DIStrib is a 42 months project funded by the Agence Nationale pour la Recherche (ANR). It will officially begin in October 2025. For any questions regarding this project, feel free to reach out to Romain Michon (romain_dot_michon_at_inria_dot_fr).

Project Overview

Interest around spatial audio has been booming in recent years. An increasingly high number of movie theaters, concert halls, Virtual Reality (VR) platforms in museums, attractions in amusement parks, etc. are equipped with advanced spatial audio systems involving a large number of speakers. The automotive industry has also recently shown interest in spatial audio for its applications in the context of active noise cancellation.
When considering interactive applications (i.e., virtual acoustics, soundscape rendering in VR, noise canceling, speaker correction, speech intelligibility enhancement, etc.) involving real-time operations and the ability the reprogram/customize the system, managing a large number of individual audio channels requires a tremendous amount of computational power and incredibly high bandwidths, which current systems fail to provide.
The norm to implement such systems is to rely on a centralized software-based approach: a powerful computer connected to one or multiple audio interfaces providing a limited number of audio outputs. In that case, the bottleneck is the computer’s throughput and hence its ability to manage a large number of audio streams in parallel with potential computations applied to each of them.

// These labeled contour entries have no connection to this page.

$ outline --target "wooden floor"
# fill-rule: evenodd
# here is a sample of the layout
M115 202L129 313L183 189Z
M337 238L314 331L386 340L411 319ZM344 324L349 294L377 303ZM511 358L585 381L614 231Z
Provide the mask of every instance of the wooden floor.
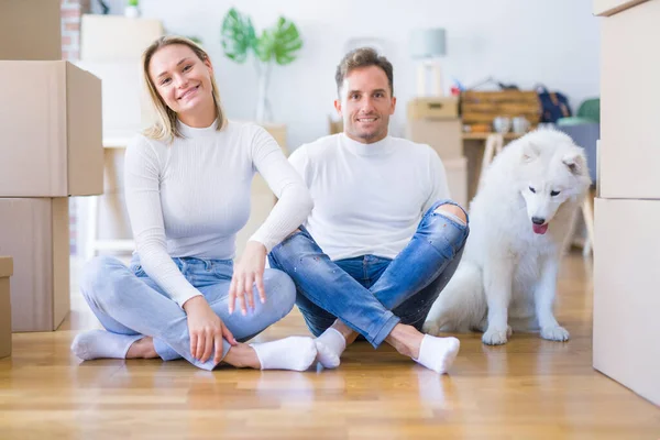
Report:
M81 363L69 344L98 323L74 292L58 331L16 333L0 360L0 439L659 439L660 409L592 369L591 273L566 257L570 342L514 334L490 348L463 334L443 376L366 343L339 370L305 373ZM307 334L297 311L258 339L288 334Z

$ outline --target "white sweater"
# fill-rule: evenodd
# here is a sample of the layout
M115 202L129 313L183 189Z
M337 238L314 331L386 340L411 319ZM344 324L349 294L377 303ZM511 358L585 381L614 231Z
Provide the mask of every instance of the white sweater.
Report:
M138 135L125 153L127 207L141 265L180 306L200 293L172 257L234 257L237 232L250 217L255 172L279 199L250 238L268 252L312 207L305 183L263 128L216 127L179 122L184 139L167 143Z
M314 199L306 228L331 260L394 258L421 215L450 197L438 154L405 139L363 144L340 133L300 146L289 162Z

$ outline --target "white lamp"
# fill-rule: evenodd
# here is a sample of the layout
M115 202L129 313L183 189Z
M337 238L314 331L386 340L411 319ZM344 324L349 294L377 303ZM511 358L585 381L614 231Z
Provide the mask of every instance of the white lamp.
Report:
M439 57L447 54L444 29L419 29L413 31L410 37L410 53L413 58L421 59L417 68L417 94L419 96L441 97L442 74ZM430 73L431 91L427 94L427 76Z

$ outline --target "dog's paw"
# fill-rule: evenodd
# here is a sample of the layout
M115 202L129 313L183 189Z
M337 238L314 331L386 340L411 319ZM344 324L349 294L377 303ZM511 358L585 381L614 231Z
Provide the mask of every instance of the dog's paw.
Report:
M440 334L440 327L436 321L426 321L421 327L421 331L432 337L437 337L438 334Z
M512 328L507 327L506 330L490 328L482 337L482 342L487 345L502 345L508 341L508 336L512 332Z
M571 336L569 331L561 326L546 327L541 329L541 338L550 341L564 342L568 341Z

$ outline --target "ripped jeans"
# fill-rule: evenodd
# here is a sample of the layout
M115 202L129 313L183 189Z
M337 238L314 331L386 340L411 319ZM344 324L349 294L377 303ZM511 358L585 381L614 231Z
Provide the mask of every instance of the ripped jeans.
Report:
M470 233L460 218L437 211L442 205L458 206L451 200L433 204L394 260L362 255L331 261L304 227L273 248L271 267L293 278L296 305L309 330L319 336L339 318L375 348L399 322L420 330L453 276Z

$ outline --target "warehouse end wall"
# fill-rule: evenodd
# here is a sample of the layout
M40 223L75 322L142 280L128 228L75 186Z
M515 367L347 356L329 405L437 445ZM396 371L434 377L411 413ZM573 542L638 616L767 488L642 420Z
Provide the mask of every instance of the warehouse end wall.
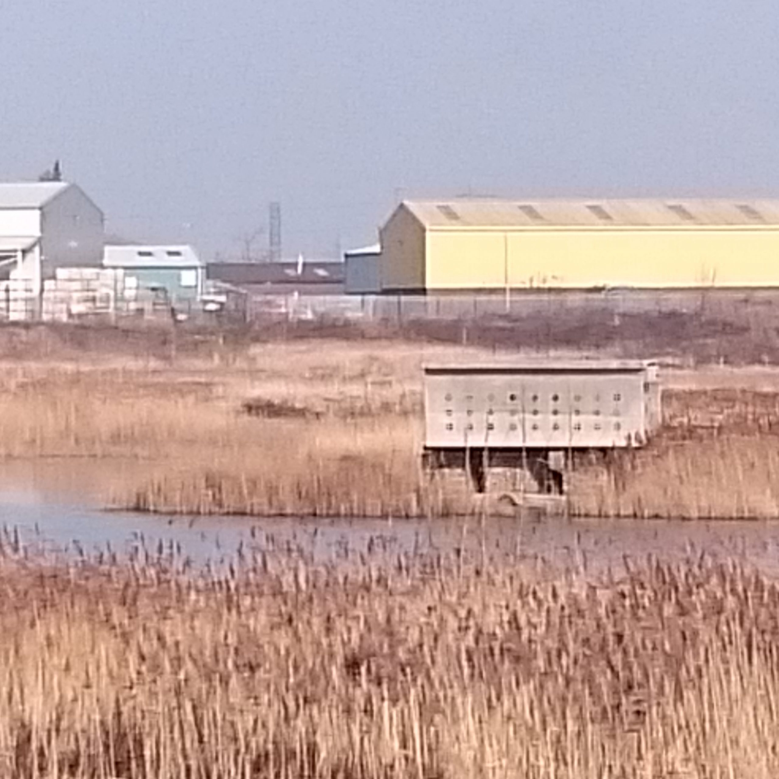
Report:
M382 290L414 291L425 287L425 231L404 206L399 206L380 231Z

The goal of DIStrib is to rethink the way we approach spatial audio systems by relying on a distributed computing approach leveraging the computational power of large Field-Programmable Gate Arrays (FPGA). In this system, each FPGA is in charge of computing the sound of a limited set of speakers. Conversely, the distributed approach allows for a very large number of speakers to be targeted. In order to reach this goal, multiple challenges ranging from transmitting audio streams to a large number of audio devices with perfect synchronicity to running complex audio Digital Signal Processing (DSP) algorithms on FPGAs must be tackled. We believe that such a system has the potential to be highly disruptive in the field of spatial audio. DIStrib is also the occasion to explore the potential of artificial intelligence in the context of immersive sound and virtual acoustics rendering by relying on emerging platforms such as embedded NPUs (Neural Processing Unit).